Solange Pereira Pinto
Arte-educadora, arteterapeuta e coach
sollpp@gmail.com
*** Hoje fui ajudar minha filha no dever de casa (tem coisa mais “agressiva” do que esse nome “dever de casa”?) e vou comentar a experiência. Aliás, acho muito chata e até mesmo descabida essa mania de algumas escolas mandarem deveres para serem realizados junto à família, ultrapassando inclusive a capacidade da criança de entendimento e execução. Oras quem precisa criar a autonomia é o aluno e ponto final. Penso assim.
Simplesmente aconteceu o seguinte: ela teria que ler um livro para desenhar a personagem principal. Ela leu o livro. Ela não achou a personagem principal. Eu pedi para me contar a história e ela não conseguiu (logo, não entendeu). Eu li o livro para ela. Ela continuou sem saber achar a personagem principal. (Eu também achei difícil adivinhar qual era a resposta certa para o caso). Enfim, sabe dever de casa modalidade ficha de leitura? Daqueles que tanto faz ler uma bula de remédio ou um conto da carochinha que vão perguntar quem é personagem principal (será que no caso da bula personagem principal é o doente?)
Então, o livro se chama "Diferentes: Pensando Conceitos e Preconceitos", da Liana Leão (superlindamente ilustrado por Marcia Szeliga). Ocorre que a obra é de difícil compreensão para uma criança de 7 anos (acho que até mais do que isso). Eu, particularmente, achei o livro o máximo! (aos 40 anos, é claro). Tanto que vou comprar um para mim (ele veio da biblioteca para o tal dever de casa).
Sabe, livro bom (dizem) é aquele que não envelhece, que permanece atual apesar da passagem do tempo. Se esse é o critério, o livro é realmente bom; o problema é o nível de compreensão que vai mudando de tempos em tempos.
Certamente, daqui a alguns anos, a minha filha entenderá o que o livro quis dizer (inclusive do quanto ele é utópico). Já eu, adoro um livro infanto-juvenil! E resolvi recolher umas frases no melhor estilo ctrl-c/ctrl-v para vocês:
"E esquece que entre as pontas há muitas outras combinações possíveis, pois vida rima com variedade e um mundo só de gente espelhada ia ser mesmo uma maçada!"
"Se a gente é fanático por um time, perde a paixão pelo futebol"...
"Um dia, a gente descobre que o mundo inteiro é inventado, e que o preconceito é uma jaula que prende o amor"...

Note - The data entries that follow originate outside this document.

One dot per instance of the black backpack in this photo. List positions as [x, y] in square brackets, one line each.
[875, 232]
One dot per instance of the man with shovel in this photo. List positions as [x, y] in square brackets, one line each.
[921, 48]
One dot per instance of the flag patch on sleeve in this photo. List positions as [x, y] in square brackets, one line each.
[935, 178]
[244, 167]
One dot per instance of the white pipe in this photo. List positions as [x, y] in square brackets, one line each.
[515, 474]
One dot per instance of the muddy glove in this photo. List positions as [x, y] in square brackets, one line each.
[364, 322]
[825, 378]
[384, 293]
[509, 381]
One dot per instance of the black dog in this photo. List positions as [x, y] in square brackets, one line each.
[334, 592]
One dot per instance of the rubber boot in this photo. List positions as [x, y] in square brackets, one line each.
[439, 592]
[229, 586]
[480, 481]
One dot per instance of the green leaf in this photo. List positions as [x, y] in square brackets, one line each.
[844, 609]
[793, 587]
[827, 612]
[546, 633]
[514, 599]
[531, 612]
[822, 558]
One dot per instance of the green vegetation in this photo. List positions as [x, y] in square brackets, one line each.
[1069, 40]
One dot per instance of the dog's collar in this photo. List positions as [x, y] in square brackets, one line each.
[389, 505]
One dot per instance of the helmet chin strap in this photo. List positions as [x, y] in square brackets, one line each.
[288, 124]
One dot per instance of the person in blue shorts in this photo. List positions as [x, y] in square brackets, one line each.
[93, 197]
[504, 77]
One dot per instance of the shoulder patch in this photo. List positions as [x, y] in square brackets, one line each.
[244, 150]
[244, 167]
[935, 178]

"Crescer é descobrir que podemos torcer por um, vários ou nenhum time. Que podemos caminhar pelo mundo no nosso passo, do nosso modo. E assim vamos nos inventando, desenhando um pouquinho de nós a cada dia." (eu diria que a gente inventa mesmo vários “nós” impossíveis de desatar quando a gente tenta ser um desenho original)
"Não precisamos ser o sonho que a mamãe sonhou, ou o sonho que o papai, o vovô, a professora, ou até a televisão sonhou pra gente."
E, assim, se foi mais um domingo e mais uma lição de casa. A menininha vai dormir com a tarefa feita, ainda que incompreendida, e a mãe dormirá incompreendida, ainda que com a tarefa feita. Até chegar a próxima lição à procura de mais um personagem principal, que nem sempre é o aluno.